What has enabled us to heal at the Brooklyn Bureau of Community Service has been our participation in helping to rebuild the lives of individuals and families throughout our city. Immediately after September 11, we were certain that we wanted to serve our community in ways consistent with our core mission of nurturing, protecting and strengthening the lives of children, families and adults with disabilities.
With utmost urgency, we mobilized staff and volunteers, creating plans for helping the hundreds, and, eventually, thousands of people who sought assistance. Without a precedent to follow, we guided our people as they compassionately and with creativity and expertise selflessly worked long days and weeks to meet the demand. Together, we used our heritage to enable those in need to tap their strength and determination, their will to survive and succeed, and their right to live with dignity and respect.
There was never any question as to whether this was our work. It simply had to be done.
Our long partnership with The New York Times (since the inception of its Neediest Cases Fund in the 1920's) linked us to its rapidly formed 9/11 Neediest Fund, which provided us with $5.5 million in relief funds. Together with generous funding from new supporters such as the McCormick Tribune Foundation Disaster Relief Fund, The Stroock Spirit of New York Fund, and numerous grants from other corporations, foundations and individuals, to date the Bureau has received more than $7 million to provide direct cash assistance and other needed services to victims and their families.

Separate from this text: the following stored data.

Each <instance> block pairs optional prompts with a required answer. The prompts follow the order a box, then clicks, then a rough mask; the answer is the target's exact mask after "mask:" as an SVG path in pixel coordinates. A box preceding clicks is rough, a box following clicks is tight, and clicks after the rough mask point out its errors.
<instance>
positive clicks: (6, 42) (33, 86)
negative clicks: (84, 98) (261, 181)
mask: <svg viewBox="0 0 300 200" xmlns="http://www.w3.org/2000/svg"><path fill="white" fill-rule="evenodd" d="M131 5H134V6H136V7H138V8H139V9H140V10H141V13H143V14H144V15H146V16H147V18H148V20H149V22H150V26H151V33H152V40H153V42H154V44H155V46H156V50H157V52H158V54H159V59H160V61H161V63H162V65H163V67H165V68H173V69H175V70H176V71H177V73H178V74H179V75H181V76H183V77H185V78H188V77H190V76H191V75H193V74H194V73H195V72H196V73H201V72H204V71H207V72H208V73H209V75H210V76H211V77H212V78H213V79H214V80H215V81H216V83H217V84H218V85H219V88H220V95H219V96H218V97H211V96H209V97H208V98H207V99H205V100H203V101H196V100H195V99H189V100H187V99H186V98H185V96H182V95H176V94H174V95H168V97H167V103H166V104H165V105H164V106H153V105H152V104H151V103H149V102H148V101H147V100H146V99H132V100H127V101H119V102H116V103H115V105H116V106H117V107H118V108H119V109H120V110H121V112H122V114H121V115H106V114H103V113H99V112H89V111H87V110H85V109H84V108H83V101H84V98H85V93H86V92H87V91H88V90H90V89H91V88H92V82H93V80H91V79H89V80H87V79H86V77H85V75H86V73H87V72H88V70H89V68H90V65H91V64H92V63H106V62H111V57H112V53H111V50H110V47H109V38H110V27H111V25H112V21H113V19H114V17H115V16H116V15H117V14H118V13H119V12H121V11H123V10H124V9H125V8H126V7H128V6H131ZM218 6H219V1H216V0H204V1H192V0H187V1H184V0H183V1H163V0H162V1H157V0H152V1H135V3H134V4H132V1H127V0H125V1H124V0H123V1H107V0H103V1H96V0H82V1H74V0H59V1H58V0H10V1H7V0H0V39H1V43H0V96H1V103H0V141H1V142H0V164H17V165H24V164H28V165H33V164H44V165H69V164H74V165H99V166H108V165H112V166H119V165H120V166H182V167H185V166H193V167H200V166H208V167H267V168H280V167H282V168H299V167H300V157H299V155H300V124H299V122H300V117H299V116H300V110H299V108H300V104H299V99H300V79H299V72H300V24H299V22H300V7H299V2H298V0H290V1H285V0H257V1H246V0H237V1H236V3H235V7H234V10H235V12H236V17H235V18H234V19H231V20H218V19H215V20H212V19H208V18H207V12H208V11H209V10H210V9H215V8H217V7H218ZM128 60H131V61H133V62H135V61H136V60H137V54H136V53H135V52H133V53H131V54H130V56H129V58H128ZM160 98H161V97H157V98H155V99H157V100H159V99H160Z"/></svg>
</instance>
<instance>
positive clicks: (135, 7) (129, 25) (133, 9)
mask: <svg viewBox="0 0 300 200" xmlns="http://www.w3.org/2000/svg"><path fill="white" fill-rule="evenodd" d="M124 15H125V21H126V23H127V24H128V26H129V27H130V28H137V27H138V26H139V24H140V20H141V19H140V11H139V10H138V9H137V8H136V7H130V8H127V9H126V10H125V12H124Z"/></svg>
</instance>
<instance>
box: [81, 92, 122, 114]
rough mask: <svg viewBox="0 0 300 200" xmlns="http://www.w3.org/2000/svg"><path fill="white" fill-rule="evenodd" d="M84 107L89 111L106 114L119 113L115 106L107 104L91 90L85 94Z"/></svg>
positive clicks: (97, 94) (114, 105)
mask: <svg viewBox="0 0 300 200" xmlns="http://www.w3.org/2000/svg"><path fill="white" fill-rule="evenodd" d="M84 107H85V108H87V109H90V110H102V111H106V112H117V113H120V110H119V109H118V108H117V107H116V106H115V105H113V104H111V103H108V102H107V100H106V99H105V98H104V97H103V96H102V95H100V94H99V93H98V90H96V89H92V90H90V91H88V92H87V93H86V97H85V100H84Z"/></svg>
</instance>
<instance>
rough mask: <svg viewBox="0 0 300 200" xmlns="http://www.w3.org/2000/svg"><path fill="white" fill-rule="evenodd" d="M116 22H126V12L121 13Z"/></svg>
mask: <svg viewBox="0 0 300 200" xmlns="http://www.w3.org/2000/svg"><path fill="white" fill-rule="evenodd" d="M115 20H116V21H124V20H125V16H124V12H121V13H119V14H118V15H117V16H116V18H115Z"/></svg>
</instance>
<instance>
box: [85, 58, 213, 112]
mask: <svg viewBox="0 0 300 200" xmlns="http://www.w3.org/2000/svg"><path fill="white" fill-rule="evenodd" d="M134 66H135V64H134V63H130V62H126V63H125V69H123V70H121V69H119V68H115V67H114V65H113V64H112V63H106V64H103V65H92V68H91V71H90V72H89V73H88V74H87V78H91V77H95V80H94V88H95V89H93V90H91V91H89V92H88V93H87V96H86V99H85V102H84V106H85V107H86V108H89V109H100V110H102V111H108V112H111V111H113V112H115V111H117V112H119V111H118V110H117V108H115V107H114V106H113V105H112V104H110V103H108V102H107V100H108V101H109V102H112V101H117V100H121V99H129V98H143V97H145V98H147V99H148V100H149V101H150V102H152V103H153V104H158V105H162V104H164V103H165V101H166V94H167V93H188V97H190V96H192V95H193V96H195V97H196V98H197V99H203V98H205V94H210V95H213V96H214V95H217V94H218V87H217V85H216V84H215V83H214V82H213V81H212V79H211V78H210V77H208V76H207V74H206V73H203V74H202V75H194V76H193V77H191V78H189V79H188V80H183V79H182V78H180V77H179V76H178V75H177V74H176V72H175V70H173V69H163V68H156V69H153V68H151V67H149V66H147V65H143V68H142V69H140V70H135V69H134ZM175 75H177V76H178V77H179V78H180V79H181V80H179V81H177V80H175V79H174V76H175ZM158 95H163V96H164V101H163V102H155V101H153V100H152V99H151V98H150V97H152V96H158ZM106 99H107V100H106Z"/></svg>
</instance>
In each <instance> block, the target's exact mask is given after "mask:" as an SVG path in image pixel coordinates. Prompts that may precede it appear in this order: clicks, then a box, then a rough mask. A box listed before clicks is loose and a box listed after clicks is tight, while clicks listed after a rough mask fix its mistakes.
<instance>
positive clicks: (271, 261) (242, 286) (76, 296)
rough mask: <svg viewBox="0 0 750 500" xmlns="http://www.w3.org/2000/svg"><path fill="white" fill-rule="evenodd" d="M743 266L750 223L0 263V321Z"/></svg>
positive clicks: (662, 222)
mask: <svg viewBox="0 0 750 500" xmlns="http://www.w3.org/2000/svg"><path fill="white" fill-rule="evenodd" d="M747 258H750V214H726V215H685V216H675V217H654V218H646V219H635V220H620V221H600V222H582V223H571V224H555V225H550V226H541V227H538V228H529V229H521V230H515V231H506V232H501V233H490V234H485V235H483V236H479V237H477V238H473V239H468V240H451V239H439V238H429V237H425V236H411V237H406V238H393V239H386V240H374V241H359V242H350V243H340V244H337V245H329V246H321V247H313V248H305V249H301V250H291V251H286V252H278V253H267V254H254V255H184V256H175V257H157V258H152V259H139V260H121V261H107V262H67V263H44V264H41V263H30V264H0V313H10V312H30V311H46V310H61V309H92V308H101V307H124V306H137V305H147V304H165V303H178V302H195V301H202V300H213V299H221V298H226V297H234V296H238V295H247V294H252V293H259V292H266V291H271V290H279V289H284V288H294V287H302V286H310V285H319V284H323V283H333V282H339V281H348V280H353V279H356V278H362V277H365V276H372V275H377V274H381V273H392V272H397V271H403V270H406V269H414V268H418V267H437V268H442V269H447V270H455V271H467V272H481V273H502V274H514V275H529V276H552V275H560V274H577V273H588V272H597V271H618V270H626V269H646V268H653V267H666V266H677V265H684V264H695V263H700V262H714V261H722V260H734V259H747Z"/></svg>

More than $1 million of these funds, including a very generous grant from the Robin Hood Relief Fund and a second generous donation from McCormick Tribune, will enable us to keep our Community Resource Center at work through the end of the year.
The value of forging new partnerships and building on longstanding ones has never been clearer. Rebuilding the fabric of society requires many weavers: business leaders, civic organizations, religious leaders and charitable organizations. We cherish this opportunity to work together to make the world a better place not just for today and tomorrow, but for generations to come.
Many, many people have touched our lives very deeply during these months. Again and again, they demonstrate what we have known and observed many thousands of times so often during our 135 years: that people, no matter how challenged, show Herculean courage and hope in the face of all kinds of crises. Where there seems to be only darkness and despair, hope appears.
Thousands more this year will look to the Bureau as they search to find their way and we will support them while nurturing their independence and potential, as we always do. As many persons as there will be, there will be at least that many reasons to celebrate the strength of the human spirit.